We don’t really care what label is slapped onto us, but we are honest guys at all cost, so being called influencer makes us throw up a little bit. We just consider ourselves two small guys in a big pool of whisky lovers, trying to figure out what we do or don’t like in the ever expanding stream of whiskies.
What we consider a good whisky, might be considered a bad one for others, or the other way around. We taste, we write down and we share the experience. We try to do this without pushing the reader too much into a corner. Heck, even Dion and I have very different preferences from time to time, and we respect each other’s views.
It’s really funny, with some bottles we switched our opinions. For example: I liked some at first, but not so much when the last drop escaped the bottle, and Dion bought another because he fell in love, while at first he couldn’t care less. So we make a good practice out of revisiting our opinions from time to time. And to be fair: the day that we really want to throw a whisky down the sink, is yet to come.
That being said, let’s have a look at this 5 year old Ardbeg. Our first sips were very promising, quite to our surprise. But being slightly doubtful about this outcome, we decided to hold off to the review until half the bottle was done. And there it is: this beastie had different outcomes in different pairings and situations.
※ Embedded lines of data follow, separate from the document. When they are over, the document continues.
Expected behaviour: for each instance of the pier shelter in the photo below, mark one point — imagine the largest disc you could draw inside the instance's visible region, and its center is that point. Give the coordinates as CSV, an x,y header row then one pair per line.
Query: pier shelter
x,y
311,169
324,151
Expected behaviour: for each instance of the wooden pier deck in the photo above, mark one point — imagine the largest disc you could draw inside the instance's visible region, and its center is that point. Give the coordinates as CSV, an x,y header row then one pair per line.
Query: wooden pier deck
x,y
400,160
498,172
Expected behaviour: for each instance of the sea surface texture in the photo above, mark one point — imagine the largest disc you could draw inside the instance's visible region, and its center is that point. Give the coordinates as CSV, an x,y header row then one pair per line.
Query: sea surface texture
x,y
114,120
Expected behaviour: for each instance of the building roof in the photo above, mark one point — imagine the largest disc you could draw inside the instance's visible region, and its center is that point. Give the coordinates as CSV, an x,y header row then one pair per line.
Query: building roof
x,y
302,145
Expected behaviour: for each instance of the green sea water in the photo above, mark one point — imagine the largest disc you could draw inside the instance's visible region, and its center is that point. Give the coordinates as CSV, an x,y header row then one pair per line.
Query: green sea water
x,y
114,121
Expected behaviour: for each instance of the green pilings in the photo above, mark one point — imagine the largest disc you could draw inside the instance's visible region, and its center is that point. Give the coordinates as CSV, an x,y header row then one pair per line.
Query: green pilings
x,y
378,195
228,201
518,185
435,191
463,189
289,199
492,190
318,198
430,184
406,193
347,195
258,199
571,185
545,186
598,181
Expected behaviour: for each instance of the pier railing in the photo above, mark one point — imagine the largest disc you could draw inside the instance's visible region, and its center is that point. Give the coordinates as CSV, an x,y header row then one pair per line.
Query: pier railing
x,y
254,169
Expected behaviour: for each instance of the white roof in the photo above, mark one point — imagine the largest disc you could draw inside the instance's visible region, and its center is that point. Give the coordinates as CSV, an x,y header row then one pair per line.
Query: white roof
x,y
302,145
The nose is really enjoyable, a fruit basket, fudge and quite tropical at first. But then a wild array of savoury flavours enter the nose: BBQ, mushrooms, peppers, onions, honey, dill, bacon, eggs and buttery corn. A coal damp to remind us: in our heads we’re on Islay right now.
The palate is creamy and sweet, with vanilla ice cream when entering the mouth. But it soon transforms into something ashy and spicy. Some onions made it from the nose onto the palate, but it seems like the bbq party is over. Or is it?
Here we go again: mushrooms, savoury ham, sweet fudge, mango and passion fruit, drying off into eucalyptus and rosemary. We would’ve liked the finish to last a while longer.
Bottled at 47.1% ABV and (most likely partially) matured on sherry casks, with a price that’s equal to its 10 year old brother, we must say that we find this a worthwhile addition to the cabinet. For once, or maybe twice. The palate and nose lack some punch, so the dram easily fades when paired with stronger whiskies. But in the right setting, it definitely manages to shine.